Mayor Tom Bates, who voted in favor of the project, emphazised the importance of an active downtown.
“I am not in favor of Trader Joe’s,” he said. “I don’t shop at Trader Joe’s. I don’t like Two Buck Chuck. I think it’s a lousy wine. But we have to have a vibrant downtown. I wish we could have some compromise here.”
While Berkeley resident Doug Buchwald warned people not to get excited by the “Trader Joe’s Love Fest,” a large number of people testified that the grocery chain would be a welcome addition in the neighborhood.
“It’s a mistake to call a project by a particular part of it,” said councilmember Kriss Worthington. “What we get to vote on is a complete project.”
“We heard a lot about how wonderful Trader Joe’s was,” Wollmer said, “but there’s no guarantee that Trader Joe’s will ever be there. The lease agreement between Trader Joe’s and the developers require that the developers turn over a project to them by 2009. It’s getting very close to that time.

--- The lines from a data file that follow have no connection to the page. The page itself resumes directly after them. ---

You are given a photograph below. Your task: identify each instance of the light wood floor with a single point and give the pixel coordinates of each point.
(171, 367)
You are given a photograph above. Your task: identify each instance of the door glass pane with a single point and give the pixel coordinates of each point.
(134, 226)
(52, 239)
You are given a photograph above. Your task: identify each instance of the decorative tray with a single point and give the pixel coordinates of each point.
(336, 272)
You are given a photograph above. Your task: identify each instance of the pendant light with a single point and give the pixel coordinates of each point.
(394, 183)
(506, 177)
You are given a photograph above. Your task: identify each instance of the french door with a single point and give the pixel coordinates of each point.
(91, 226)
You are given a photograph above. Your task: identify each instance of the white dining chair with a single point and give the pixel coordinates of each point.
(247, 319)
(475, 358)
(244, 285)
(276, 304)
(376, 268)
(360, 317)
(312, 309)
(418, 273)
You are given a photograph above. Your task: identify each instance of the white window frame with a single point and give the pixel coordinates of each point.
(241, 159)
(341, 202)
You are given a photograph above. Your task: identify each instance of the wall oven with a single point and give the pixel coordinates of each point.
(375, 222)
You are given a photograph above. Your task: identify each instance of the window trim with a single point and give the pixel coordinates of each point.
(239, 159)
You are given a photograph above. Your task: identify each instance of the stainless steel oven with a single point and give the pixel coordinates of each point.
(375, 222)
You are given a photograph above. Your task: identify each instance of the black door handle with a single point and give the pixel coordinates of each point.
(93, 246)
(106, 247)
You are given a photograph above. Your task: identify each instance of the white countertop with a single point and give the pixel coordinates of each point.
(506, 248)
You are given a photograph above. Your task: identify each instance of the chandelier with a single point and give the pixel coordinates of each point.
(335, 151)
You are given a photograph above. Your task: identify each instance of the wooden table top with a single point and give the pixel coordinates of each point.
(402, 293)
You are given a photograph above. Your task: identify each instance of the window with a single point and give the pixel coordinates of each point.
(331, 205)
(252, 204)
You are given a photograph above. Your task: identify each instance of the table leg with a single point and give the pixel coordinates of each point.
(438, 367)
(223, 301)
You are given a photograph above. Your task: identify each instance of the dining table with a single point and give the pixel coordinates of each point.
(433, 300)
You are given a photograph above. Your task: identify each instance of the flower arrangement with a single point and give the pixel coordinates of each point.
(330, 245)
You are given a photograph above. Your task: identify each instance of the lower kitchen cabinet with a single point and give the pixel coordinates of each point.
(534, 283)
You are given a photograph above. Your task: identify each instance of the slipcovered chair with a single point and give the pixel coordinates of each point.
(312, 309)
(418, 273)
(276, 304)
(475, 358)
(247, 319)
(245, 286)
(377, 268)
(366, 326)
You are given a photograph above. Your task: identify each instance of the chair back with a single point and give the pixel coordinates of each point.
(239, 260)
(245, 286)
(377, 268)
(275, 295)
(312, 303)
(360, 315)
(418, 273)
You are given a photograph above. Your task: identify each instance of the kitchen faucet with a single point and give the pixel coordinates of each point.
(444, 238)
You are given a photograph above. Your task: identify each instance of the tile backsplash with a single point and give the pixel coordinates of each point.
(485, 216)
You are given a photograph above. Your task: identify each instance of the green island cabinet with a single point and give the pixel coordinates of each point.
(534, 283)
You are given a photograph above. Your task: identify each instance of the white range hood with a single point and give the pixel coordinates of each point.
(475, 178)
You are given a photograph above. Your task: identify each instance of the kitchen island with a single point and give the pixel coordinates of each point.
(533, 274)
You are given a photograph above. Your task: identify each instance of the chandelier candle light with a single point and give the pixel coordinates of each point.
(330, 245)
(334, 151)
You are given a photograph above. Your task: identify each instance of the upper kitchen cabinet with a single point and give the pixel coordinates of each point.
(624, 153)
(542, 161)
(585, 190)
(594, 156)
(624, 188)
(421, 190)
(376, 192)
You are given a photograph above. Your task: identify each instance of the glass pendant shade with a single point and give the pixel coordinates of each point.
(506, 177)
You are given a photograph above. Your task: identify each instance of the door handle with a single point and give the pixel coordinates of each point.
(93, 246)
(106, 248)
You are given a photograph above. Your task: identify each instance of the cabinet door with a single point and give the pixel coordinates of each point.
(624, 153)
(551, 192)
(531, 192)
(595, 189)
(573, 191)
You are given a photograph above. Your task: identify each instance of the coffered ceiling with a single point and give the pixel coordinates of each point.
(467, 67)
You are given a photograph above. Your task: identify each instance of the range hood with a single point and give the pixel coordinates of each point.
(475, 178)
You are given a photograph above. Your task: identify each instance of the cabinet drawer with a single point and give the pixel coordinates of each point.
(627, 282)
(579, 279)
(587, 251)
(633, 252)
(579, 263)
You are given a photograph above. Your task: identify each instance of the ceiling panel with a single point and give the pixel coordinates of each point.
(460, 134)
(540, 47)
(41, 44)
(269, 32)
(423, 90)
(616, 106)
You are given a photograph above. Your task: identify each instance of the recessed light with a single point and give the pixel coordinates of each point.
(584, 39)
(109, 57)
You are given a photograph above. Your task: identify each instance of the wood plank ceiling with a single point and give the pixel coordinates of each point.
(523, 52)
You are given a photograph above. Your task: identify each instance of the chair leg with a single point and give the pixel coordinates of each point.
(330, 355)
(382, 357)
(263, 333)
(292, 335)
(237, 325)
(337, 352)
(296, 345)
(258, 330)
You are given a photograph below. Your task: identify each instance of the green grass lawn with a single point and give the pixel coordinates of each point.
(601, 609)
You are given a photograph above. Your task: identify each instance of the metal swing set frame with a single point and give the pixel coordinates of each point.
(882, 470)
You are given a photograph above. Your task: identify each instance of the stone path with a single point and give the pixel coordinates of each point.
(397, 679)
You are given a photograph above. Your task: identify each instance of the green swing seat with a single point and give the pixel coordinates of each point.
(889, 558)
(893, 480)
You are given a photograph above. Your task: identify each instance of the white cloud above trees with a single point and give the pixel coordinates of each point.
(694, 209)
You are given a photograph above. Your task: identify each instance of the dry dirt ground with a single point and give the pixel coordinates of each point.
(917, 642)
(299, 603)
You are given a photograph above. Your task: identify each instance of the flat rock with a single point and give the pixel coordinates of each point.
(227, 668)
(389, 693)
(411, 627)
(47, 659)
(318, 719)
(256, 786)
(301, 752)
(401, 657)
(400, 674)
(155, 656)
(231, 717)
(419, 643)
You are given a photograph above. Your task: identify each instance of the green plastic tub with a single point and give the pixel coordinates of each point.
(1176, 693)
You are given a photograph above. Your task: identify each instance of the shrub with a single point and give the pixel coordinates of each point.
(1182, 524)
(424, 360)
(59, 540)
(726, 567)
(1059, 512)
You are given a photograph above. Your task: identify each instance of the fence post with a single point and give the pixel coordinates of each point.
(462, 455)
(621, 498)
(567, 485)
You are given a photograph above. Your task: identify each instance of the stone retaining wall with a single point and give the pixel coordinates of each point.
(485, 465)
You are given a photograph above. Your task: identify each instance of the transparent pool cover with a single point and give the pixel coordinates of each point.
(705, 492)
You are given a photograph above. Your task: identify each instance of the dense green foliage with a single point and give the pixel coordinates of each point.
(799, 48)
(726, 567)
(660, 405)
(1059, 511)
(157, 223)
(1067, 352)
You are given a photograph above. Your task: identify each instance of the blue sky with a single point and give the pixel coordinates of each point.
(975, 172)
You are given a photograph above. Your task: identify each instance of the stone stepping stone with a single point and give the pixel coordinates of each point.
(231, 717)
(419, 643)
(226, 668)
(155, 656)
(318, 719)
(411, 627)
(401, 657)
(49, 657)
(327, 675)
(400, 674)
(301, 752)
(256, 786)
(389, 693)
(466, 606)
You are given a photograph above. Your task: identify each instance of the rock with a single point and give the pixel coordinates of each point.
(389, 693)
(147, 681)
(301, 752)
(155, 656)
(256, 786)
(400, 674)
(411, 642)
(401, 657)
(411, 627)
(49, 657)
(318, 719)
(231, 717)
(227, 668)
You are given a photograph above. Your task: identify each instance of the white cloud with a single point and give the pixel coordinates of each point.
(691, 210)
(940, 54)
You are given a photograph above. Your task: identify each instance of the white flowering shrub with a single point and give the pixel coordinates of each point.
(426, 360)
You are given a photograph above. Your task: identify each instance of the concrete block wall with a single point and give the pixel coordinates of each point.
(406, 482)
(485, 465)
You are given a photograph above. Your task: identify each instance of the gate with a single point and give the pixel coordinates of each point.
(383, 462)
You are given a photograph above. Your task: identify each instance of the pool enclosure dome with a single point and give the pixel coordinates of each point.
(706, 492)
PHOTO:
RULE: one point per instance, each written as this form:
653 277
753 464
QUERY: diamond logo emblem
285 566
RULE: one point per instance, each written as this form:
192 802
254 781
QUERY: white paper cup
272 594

Once the applicants cannot deliver the project in time, Trader Joe’s has no obligation to come to Berkeley.”
Councilmember Spring, who has constituents near the project site, recommended that the drop-off zone for the site be located on Martin Luther King Jr. Way instead of the predominantly residential Berkeley Way.
Her amendment, along with Councilmember Kriss Worthington’s suggestion to include more affordable housing units, was turned down. The only change to the staff recommendation was the addition of a 40-foot-long drop-off zone on Berkeley Way.
“This project has fatal flaws when it comes to the issues of traffic and parking,” said Worthington.
Debbie Sanderson, ZAB secretary, contended that extensive analysis on the part of the planning department illustrated that the plan was flawless when it came to traffic issues.
Verizon Wireless and Nextel Communiication are up for another public hearing at the City Council on Oct. 23.
After ZAB turned down their application for a use permit to install 11 cell phone antennas atop the UC Storage building at 2721 Shattuck Ave. on June 28, the two companies appealed the decision to the council.
ZAB concluded they were unable to make the necessary finding based on substantial evidence that the towers were needed to provide personal wireless service in the coverage area.
The proposal, which was first remanded to ZAB by the City Council on Sept. 26, 2006, had raised health concerns among the neighbors. After ZAB denied the request on Jan. 30, Verizon and Nextel appealed to the City Council. Council remanded it to ZAB for the second time in May.
Although area residents had been concerned about the hazardous effects of the antennas on health, council had asked ZAB to make a decision based on third-party engineering review, parking concerns and illegal construction instead of health.
The Telecommunications Act of 1996 prohibits local governments from rejecting wireless facilities based on health concerns as long as the stations conform to Federal communication standards.